My dad and his bride built early in the 1970’s with the help of my mother’s father. Grandaddy Botts was concerned about some of the wild and consistent revelry that was taking place among young friends in Charleston. He insisted on helping to pave a driveway to his daughter’s new building site, sooner rather than later.  He wanted to help pave a more wholesome way of life for our family.  My parents finished their beloved A-frame home overlooking the Allegheny Mountains two years before I was born.  They had my three older brothers and enjoyed the feeling of being under roof in a place that they loved.

Ever since I can remember, we drove old Route 60 on Friday afternoons from Charleston to Lewisburg, in several versions of the wood-paneled “woody” station wagon.  It was two and a half hours of rough mountain road…but we persisted, always.

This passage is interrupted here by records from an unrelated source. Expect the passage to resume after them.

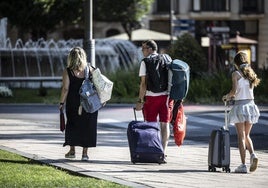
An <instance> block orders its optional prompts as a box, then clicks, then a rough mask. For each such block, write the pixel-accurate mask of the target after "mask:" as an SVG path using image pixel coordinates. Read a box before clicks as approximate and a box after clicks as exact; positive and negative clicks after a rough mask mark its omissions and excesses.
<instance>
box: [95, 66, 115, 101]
mask: <svg viewBox="0 0 268 188" xmlns="http://www.w3.org/2000/svg"><path fill="white" fill-rule="evenodd" d="M92 82H93V84H94V86H95V88H96V90H97V93H98V95H99V98H100V101H101V103H105V102H107V101H108V100H110V99H111V96H112V91H113V82H112V81H111V80H109V79H108V78H107V77H106V76H104V75H103V74H102V73H101V71H100V69H99V68H95V70H94V71H93V72H92Z"/></svg>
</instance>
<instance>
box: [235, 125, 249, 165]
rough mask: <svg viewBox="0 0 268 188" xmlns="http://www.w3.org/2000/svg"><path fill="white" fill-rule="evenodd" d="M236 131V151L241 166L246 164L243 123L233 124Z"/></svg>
mask: <svg viewBox="0 0 268 188" xmlns="http://www.w3.org/2000/svg"><path fill="white" fill-rule="evenodd" d="M235 127H236V131H237V141H238V149H239V152H240V158H241V162H242V164H245V162H246V144H245V127H244V123H236V124H235Z"/></svg>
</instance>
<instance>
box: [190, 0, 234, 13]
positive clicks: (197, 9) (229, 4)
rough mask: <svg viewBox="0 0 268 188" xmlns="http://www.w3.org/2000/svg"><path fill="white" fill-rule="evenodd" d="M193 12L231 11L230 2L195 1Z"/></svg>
mask: <svg viewBox="0 0 268 188" xmlns="http://www.w3.org/2000/svg"><path fill="white" fill-rule="evenodd" d="M192 2H193V11H217V12H221V11H229V10H230V0H218V1H215V0H193V1H192Z"/></svg>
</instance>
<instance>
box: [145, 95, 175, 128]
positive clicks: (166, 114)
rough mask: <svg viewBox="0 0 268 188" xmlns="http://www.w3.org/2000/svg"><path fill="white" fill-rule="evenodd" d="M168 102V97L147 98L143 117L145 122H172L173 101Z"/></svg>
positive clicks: (162, 95)
mask: <svg viewBox="0 0 268 188" xmlns="http://www.w3.org/2000/svg"><path fill="white" fill-rule="evenodd" d="M167 100H168V96H167V95H161V96H146V98H145V103H144V106H143V115H144V119H145V121H148V122H155V121H158V119H157V118H158V116H159V122H163V123H169V122H170V117H171V116H170V114H171V111H172V108H173V100H169V101H167Z"/></svg>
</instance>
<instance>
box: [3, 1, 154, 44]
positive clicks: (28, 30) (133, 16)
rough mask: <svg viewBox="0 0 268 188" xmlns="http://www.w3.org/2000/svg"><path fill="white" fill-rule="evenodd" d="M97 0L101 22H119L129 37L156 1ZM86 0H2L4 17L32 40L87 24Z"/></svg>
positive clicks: (21, 36) (3, 13)
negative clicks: (62, 27)
mask: <svg viewBox="0 0 268 188" xmlns="http://www.w3.org/2000/svg"><path fill="white" fill-rule="evenodd" d="M117 1H118V2H115V1H107V0H98V1H94V0H93V9H94V11H93V14H94V16H93V18H94V19H95V20H99V21H118V22H120V23H121V24H122V26H123V28H124V29H125V31H126V32H127V34H128V35H129V36H131V31H132V30H133V29H135V28H137V27H140V20H141V18H142V16H144V14H146V13H147V12H148V11H149V8H150V6H151V3H152V2H153V0H120V1H119V0H117ZM84 5H85V0H64V1H63V0H23V1H17V0H1V2H0V18H2V17H7V18H8V23H9V24H10V25H11V26H12V27H13V26H15V27H17V29H18V31H19V34H18V35H19V38H21V39H22V40H23V39H24V36H23V35H24V34H25V33H30V34H31V39H32V40H37V39H38V38H45V39H46V35H47V32H52V31H54V30H55V29H58V28H60V27H62V26H64V27H68V26H71V25H84V22H85V18H84V17H85V16H84V15H85V9H84V8H85V6H84ZM86 11H87V10H86Z"/></svg>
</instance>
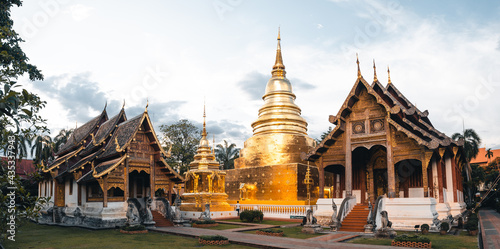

I would walk home from Fernbank elementary school often to find my Dad already home and loading up the car.  “Come on baby girl…we’ve got some grass to mow!”  I’d grab a couple of select pieces from my stuffed mama-and-baby animal collection, and off we’d go.

Through rain, snow, darkness or light….we drove on.  Sometimes my dad would be giving up the cigarettes.  When he did, he usually had nicotine gum behind his ear. Sometimes we’d stop at the Traveler’s Inn for a good hot meal (named for General Robert Lee’s horse Traveler that apparently stopped in that spot often to be watered down during the Civil War).

The writer's children in Lewisburg

One particular memory I have was traveling one morning on that part of Route 60 in a snowstorm with my mother and my youngest brother.  I was in first grade.  The bare tree limbs were covered and hugged each other above the road as we drove.  We stopped to let our new puppy, Muskin, out to relieve herself on the side of the road.  (We named her Muskin because we thought it was “a good American Indian word.”  My brother was “Wolf”, his best friend “Coyote.”  I was “Moccasin.”) There was not a soul around.  It was so quiet and peaceful in that moment…so weird and wonderful at the same time.  We were on our way to Lewisburg, once again.

This particular drive is etched in my memory.